Bitcoin's transparent UTXO set is often framed as a privacy failure: every transaction is visible to any observer. It is also what makes Bitcoin's supply independently auditable by any participant at any time. Any node can count every UTXO, verify every block reward, and confirm that total supply matches the issuance schedule. Counterfeit Bitcoin cannot be introduced without appearing as a consensus violation that every validating node rejects. Zcash's Orchard pool made the opposite trade: privacy over transparency. June 5 is the day Zcash holders had to price that trade-off at the supply-integrity layer.
What This Means for You
If you hold ZEC in the Orchard shielded pool, the patch is real and the circuit is now correctly constrained on the NU6.2 network. The forward-looking integrity of the pool is restored. The question of whether prior exploitation diluted the overall supply remains structurally unanswerable. Shielded Labs' proposed turnstile accounting upgrade, when deployed, will provide supply verification for the new pool going forward. If you are assessing your Orchard exposure, the honest answer is that the pre-patch supply cannot be audited and any estimate of the damage, including zero, cannot be proven cryptographically.

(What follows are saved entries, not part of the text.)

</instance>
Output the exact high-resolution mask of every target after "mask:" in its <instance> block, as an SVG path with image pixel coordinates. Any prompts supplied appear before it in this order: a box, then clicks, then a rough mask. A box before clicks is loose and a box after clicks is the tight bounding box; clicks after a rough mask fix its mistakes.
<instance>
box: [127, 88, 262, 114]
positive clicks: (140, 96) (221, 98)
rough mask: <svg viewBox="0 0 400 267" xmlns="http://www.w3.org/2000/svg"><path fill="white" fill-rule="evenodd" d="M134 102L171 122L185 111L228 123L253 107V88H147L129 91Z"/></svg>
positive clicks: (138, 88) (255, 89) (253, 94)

If you self-custody Bitcoin using your own private keys, the Orchard story adds a structural distinction worth holding. Your private keys give you key control: no one can spend your Bitcoin without your signature. That is the foundation of self-custody and it is a strong property. Bitcoin also gives you supply verifiability: every node on the network can confirm that total supply matches the protocol schedule, that no counterfeit coins exist, and that every UTXO traces to a valid coinbase transaction. Privacy coins trade supply verifiability for transaction privacy. That is a coherent choice for specific operational contexts. It is not a free one. Zcash's Orchard pool illustrates what the cost looks like when a zero-knowledge circuit carries a flaw for four years and the privacy mechanism prevents detecting it.
What to Watch
Watch Shielded Labs' turnstile accounting network upgrade proposal for both the design details and community response to whether it addresses the pre-patch supply question at all or only forward-looking integrity. The Zcash Foundation's post-mortem on why the vulnerability survived four years of expert circuit audits deserves close attention, since that methodology gap is relevant to every zero-knowledge protocol currently in production. Whether Hornby's AI-assisted auditing technique, pairing a custom framework with Opus 4.8, produces additional findings in other zero-knowledge systems is the next test, since the Orchard discovery suggests this class of targeted AI-accelerated circuit review is finding real bugs faster than prior methods. Watch the Monero and Firo communities for whether they commission analogous targeted audits in response, and the ZODL future disclosure process for whether the three-day private-fix window before public disclosure becomes a documented standard or generates pressure for more transparent response timelines.